Three incoming Trustees, recently appointed by Governor Janet Mills and confirmed by the Legislature, attended the two-day meeting: Patrick Flood, Donna Loring and Barbara Alexander. The three will replace Gardner, Erwin, and Trustee Tim Doak, respectively; Doak recently resigned his seat on the Board. Additionally, the Board approved its slate of officers for the 2022–23 year. Patricia “Trish” Riley will serve as the new board chair, and Lisa Marchese Eames will serve as the new vice chair.
Trustees also appointed Peter “Tony” Lewis from UMA as a student representative to the Board, and reappointed Clyde Mitchell from the UMF and Lisa Leduc from the UMPI as faculty representatives to the Board.
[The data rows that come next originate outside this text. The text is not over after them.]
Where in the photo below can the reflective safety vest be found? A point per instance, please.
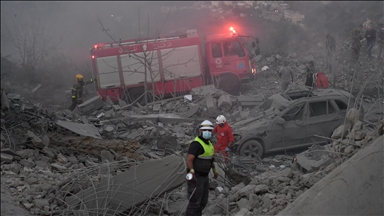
(202, 164)
(208, 149)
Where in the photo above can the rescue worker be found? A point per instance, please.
(330, 46)
(286, 76)
(77, 91)
(356, 45)
(310, 72)
(370, 35)
(225, 136)
(380, 41)
(199, 163)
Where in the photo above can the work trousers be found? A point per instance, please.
(220, 149)
(74, 104)
(369, 48)
(329, 60)
(284, 85)
(355, 51)
(198, 195)
(380, 46)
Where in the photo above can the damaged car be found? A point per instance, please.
(292, 120)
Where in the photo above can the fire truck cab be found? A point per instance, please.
(229, 63)
(169, 66)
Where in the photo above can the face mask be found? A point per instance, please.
(207, 134)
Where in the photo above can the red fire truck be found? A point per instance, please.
(170, 65)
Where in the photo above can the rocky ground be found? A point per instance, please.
(40, 158)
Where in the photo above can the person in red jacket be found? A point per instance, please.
(224, 136)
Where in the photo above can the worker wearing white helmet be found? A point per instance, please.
(77, 91)
(225, 136)
(199, 163)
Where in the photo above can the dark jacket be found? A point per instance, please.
(356, 37)
(380, 36)
(309, 78)
(77, 89)
(330, 43)
(372, 37)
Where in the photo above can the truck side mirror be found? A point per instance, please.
(280, 121)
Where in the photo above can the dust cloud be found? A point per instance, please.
(72, 27)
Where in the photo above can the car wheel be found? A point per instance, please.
(137, 93)
(230, 84)
(252, 148)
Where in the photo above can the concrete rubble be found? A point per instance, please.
(47, 155)
(60, 147)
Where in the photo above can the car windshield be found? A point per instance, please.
(276, 102)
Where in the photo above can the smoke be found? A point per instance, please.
(74, 27)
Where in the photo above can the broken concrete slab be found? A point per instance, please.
(122, 103)
(247, 101)
(91, 105)
(13, 96)
(36, 88)
(4, 101)
(167, 143)
(164, 118)
(35, 139)
(354, 187)
(193, 108)
(82, 129)
(353, 115)
(208, 89)
(6, 158)
(133, 187)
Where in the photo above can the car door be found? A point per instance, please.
(291, 133)
(322, 118)
(234, 58)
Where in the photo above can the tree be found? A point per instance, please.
(146, 64)
(32, 42)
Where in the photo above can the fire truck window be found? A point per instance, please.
(318, 109)
(233, 48)
(216, 50)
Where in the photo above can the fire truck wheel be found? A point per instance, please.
(137, 93)
(230, 84)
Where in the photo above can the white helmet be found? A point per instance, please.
(206, 125)
(220, 119)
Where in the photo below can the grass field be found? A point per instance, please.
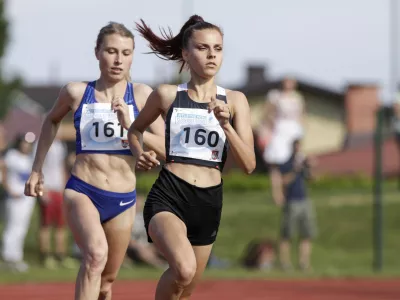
(343, 247)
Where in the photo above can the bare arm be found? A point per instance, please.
(52, 122)
(155, 139)
(156, 104)
(240, 136)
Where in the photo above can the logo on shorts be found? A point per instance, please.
(124, 143)
(214, 154)
(121, 203)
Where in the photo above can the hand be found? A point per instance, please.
(121, 108)
(147, 160)
(34, 187)
(221, 111)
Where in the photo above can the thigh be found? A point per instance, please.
(169, 234)
(118, 232)
(57, 202)
(84, 221)
(202, 254)
(288, 221)
(19, 210)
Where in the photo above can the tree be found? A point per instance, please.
(6, 87)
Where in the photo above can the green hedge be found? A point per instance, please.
(236, 181)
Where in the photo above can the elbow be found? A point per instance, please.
(250, 167)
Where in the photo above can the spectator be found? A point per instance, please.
(18, 207)
(298, 211)
(396, 127)
(284, 114)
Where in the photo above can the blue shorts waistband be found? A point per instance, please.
(103, 192)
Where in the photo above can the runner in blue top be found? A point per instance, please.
(100, 196)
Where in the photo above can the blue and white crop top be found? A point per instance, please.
(97, 127)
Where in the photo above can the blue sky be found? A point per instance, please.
(330, 42)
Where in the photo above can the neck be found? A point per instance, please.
(111, 89)
(203, 88)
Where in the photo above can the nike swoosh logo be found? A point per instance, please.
(125, 203)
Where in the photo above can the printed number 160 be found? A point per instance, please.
(108, 129)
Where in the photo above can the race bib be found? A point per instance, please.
(195, 133)
(100, 128)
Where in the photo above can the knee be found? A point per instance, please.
(106, 284)
(95, 258)
(185, 272)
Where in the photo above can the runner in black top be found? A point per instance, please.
(183, 209)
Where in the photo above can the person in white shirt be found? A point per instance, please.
(285, 111)
(18, 207)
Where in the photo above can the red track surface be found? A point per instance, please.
(227, 289)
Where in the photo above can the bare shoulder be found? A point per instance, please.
(141, 92)
(73, 92)
(74, 89)
(166, 93)
(142, 89)
(236, 97)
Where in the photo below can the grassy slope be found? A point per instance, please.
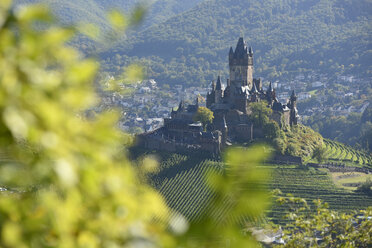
(180, 180)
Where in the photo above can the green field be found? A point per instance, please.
(342, 153)
(180, 179)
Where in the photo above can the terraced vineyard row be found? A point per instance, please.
(185, 190)
(342, 152)
(313, 185)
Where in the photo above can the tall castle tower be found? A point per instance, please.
(241, 65)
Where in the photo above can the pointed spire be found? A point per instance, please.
(240, 47)
(293, 96)
(213, 86)
(224, 122)
(231, 51)
(270, 87)
(254, 88)
(219, 85)
(181, 106)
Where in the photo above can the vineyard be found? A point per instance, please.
(181, 180)
(340, 152)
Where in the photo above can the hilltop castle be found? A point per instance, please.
(231, 110)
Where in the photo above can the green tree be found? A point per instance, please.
(204, 115)
(260, 113)
(319, 153)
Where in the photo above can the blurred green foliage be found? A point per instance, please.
(70, 181)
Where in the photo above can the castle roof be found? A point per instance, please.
(293, 96)
(241, 48)
(254, 88)
(219, 85)
(270, 87)
(181, 106)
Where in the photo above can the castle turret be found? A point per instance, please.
(241, 65)
(219, 91)
(293, 118)
(211, 96)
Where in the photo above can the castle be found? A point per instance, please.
(231, 110)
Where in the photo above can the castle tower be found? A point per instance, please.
(211, 96)
(219, 91)
(241, 65)
(222, 127)
(293, 116)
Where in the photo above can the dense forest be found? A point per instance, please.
(186, 42)
(288, 37)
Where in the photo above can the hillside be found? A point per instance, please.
(180, 178)
(288, 37)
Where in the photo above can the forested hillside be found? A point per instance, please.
(288, 36)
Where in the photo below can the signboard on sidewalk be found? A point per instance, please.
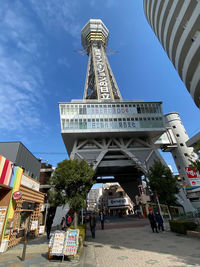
(2, 217)
(34, 225)
(193, 176)
(58, 243)
(123, 201)
(71, 243)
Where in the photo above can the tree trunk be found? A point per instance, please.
(75, 220)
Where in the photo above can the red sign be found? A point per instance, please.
(193, 175)
(17, 195)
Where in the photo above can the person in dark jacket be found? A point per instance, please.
(92, 224)
(159, 220)
(152, 220)
(102, 218)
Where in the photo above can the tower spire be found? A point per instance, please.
(100, 83)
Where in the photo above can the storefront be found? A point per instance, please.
(20, 204)
(119, 206)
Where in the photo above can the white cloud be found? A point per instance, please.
(58, 14)
(64, 61)
(20, 78)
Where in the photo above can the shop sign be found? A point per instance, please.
(30, 183)
(71, 243)
(193, 176)
(34, 225)
(17, 195)
(102, 79)
(117, 202)
(2, 217)
(41, 229)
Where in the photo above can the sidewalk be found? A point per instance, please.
(140, 247)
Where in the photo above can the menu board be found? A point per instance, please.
(58, 243)
(2, 217)
(71, 242)
(41, 229)
(34, 225)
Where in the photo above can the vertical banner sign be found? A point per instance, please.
(193, 176)
(2, 217)
(102, 79)
(58, 243)
(71, 243)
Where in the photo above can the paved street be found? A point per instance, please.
(124, 242)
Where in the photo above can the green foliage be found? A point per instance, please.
(71, 182)
(163, 183)
(82, 230)
(181, 226)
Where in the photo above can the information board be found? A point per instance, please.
(57, 243)
(2, 218)
(71, 242)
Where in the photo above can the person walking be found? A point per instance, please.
(102, 219)
(152, 220)
(159, 220)
(49, 223)
(92, 224)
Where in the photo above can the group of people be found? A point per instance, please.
(156, 221)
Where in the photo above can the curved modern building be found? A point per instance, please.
(176, 23)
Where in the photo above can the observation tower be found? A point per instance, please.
(117, 136)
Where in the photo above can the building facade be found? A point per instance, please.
(20, 199)
(116, 136)
(176, 24)
(116, 202)
(181, 153)
(93, 199)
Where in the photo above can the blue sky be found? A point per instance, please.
(39, 68)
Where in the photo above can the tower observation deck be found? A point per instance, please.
(117, 136)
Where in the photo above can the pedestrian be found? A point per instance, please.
(49, 223)
(102, 218)
(159, 220)
(63, 224)
(152, 220)
(92, 224)
(69, 220)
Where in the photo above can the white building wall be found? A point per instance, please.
(181, 154)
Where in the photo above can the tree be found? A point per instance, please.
(71, 183)
(162, 183)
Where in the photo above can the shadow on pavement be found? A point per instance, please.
(141, 239)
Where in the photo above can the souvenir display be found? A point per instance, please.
(71, 242)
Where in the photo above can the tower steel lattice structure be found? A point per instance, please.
(117, 136)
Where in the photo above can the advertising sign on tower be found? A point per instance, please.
(193, 176)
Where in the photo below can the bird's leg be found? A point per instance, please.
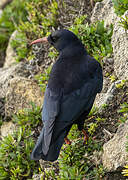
(67, 141)
(85, 135)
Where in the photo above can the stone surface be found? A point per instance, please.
(7, 128)
(114, 151)
(20, 93)
(3, 3)
(109, 96)
(6, 74)
(10, 52)
(104, 11)
(120, 49)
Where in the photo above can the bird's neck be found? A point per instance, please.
(72, 52)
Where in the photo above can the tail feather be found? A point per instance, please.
(54, 147)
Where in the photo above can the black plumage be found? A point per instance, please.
(74, 81)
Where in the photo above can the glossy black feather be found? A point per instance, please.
(74, 81)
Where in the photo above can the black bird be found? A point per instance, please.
(74, 81)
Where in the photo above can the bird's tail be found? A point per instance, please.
(55, 145)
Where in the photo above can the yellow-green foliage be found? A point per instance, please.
(95, 37)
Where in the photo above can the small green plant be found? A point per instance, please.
(121, 84)
(124, 22)
(120, 6)
(123, 112)
(74, 160)
(20, 46)
(125, 171)
(93, 125)
(15, 149)
(96, 37)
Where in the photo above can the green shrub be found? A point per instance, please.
(96, 37)
(120, 6)
(15, 162)
(75, 161)
(124, 22)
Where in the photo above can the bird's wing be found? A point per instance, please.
(51, 107)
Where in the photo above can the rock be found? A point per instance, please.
(104, 11)
(6, 74)
(112, 94)
(20, 93)
(120, 49)
(114, 151)
(10, 52)
(7, 128)
(1, 13)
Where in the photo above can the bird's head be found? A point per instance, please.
(59, 39)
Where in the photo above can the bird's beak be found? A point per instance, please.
(41, 40)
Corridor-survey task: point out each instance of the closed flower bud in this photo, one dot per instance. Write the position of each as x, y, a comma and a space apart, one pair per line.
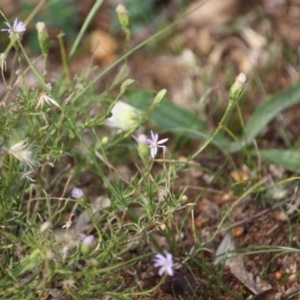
88, 243
43, 37
238, 87
124, 117
124, 18
143, 147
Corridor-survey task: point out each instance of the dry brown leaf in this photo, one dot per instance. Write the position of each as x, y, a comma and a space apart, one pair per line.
103, 46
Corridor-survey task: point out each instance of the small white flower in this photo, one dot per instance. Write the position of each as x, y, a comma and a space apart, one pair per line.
22, 151
3, 57
45, 98
76, 193
17, 28
165, 262
154, 144
124, 116
89, 241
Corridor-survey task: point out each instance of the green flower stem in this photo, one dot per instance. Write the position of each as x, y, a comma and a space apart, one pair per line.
64, 56
235, 94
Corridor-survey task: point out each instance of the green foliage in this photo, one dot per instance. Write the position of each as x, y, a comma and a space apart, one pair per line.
71, 134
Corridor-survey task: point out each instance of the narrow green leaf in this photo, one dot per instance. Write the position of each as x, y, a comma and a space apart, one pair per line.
171, 117
268, 111
288, 159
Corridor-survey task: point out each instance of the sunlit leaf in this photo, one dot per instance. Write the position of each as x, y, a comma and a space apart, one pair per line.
268, 111
172, 118
288, 159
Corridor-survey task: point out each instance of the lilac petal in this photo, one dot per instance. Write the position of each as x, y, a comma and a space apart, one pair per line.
153, 151
161, 271
170, 271
154, 136
162, 141
15, 23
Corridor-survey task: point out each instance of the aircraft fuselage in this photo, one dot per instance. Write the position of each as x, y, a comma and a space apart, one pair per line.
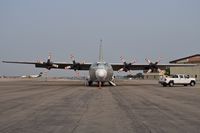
101, 72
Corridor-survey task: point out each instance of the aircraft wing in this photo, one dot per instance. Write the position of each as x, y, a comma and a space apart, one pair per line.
54, 65
118, 66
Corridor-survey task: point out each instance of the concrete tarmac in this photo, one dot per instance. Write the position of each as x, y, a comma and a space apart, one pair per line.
34, 106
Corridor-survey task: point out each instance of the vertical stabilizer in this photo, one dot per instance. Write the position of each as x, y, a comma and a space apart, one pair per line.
100, 52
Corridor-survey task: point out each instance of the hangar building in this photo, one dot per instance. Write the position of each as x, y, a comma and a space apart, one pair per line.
192, 71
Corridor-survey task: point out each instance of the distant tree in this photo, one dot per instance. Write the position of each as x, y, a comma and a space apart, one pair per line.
167, 71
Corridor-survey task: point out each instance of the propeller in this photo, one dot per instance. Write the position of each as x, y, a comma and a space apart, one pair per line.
48, 64
153, 66
127, 66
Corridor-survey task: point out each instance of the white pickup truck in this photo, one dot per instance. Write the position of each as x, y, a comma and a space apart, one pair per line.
177, 79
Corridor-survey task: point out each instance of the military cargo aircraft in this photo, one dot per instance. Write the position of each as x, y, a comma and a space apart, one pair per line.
101, 71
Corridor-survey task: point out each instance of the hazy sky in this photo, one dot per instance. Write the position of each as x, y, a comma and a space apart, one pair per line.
30, 29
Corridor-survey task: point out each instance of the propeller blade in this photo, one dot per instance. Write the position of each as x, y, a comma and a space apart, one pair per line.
159, 70
148, 60
149, 71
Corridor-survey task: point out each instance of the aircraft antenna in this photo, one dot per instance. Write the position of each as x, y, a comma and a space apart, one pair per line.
100, 52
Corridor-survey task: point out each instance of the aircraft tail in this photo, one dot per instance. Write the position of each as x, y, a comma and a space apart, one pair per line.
100, 52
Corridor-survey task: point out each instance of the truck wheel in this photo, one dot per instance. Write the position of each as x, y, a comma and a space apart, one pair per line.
192, 83
171, 84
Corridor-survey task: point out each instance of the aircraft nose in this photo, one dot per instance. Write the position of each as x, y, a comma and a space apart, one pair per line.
101, 74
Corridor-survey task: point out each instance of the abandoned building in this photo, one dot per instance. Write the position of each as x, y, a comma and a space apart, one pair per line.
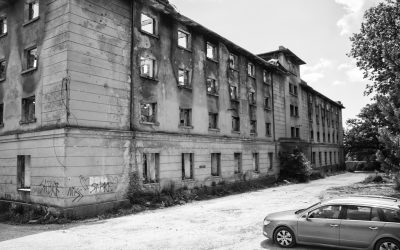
92, 90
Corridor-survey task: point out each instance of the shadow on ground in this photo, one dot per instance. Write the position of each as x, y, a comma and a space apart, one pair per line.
269, 245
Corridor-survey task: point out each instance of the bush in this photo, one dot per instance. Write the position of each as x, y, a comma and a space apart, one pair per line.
295, 167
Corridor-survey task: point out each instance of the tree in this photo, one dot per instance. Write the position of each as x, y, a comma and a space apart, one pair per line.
377, 47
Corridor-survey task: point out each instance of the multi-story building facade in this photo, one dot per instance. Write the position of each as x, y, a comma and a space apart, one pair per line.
91, 91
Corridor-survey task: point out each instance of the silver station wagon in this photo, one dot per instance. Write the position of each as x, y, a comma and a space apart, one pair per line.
356, 222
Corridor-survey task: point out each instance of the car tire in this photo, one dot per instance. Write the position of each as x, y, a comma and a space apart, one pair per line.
387, 244
284, 237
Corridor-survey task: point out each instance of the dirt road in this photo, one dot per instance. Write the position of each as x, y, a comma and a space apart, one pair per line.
232, 222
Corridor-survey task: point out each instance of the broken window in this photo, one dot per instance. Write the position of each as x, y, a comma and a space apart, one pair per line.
216, 164
3, 25
256, 162
233, 61
233, 92
235, 124
183, 39
266, 77
1, 114
185, 117
187, 166
151, 168
24, 172
212, 86
33, 10
183, 78
28, 110
212, 52
148, 24
148, 112
251, 70
237, 163
3, 64
268, 129
147, 67
213, 120
31, 58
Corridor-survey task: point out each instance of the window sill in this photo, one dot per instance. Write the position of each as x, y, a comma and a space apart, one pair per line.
150, 34
185, 87
27, 122
31, 21
149, 78
150, 123
185, 127
213, 94
28, 71
185, 49
26, 190
212, 60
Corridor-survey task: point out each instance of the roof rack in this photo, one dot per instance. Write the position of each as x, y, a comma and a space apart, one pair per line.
376, 197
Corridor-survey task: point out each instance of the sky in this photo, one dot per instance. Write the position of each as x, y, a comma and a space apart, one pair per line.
317, 31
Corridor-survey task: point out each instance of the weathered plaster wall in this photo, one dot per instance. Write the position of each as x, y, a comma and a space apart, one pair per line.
99, 63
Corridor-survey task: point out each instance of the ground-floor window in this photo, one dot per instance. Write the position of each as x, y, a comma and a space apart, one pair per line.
187, 166
216, 164
151, 168
24, 172
256, 162
237, 162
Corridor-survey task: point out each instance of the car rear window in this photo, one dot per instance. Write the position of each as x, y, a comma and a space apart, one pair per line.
391, 215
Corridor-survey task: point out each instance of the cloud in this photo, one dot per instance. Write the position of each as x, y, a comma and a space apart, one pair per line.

Additionally, the Board approved a new title for Maine Law Dean Leigh Saufley, who will be President and Dean of Maine Law effective July 1, as well as the extension of UMaine President Joan Ferrini-Mundy’s contract to June 30, 2025.
The next board meeting is scheduled for July 11.
About the University of Maine System
Established in 1968, the University of Maine System (UMS) unites seven Maine’s distinctive public universities, comprising 10 campuses and numerous centers, in the common purpose of providing quality higher education while delivering on its traditional tripartite mission of teaching, research, and public service.
In 2020 UMS became the first and only statewide enterprise of public higher education in the country to transition to a unified accreditation for the system. Much different than a merger or consolidation, unified accreditation is a new operating model for the University of Maine System that removes the primary barrier to inter-institutional collaboration.
A comprehensive public institution of higher education, UMS serves more than 30,000 students annually and is supported by the efforts of more than 2,000 full-time and part-time faculty, more than 3,000 regular full-time and part-time staff, and a complement of part-time temporary (adjunct) faculty.
Reaching more than 500,000 people annually through educational and cultural offerings, the University of Maine System also benefits from more than two-thirds of its alumni population residing within the state; more than 123,000 individuals.
The System consists of seven main campuses: The University of Maine (UMaine), including its regional campus the University of Maine at Machias (UMaine Machias); the University of Maine at Augusta (UMA); the University of Maine at Farmington (UMF); the University of Maine at Fort Kent (UMFK), the University of Maine at Presque Isle (UMPI); and the University of Southern Maine (USM). The System also includes a UMA campus in Bangor, USM campuses in Gorham and Lewiston-Auburn, the University of Maine School of Law, and the University of Maine Graduate and Professional Center.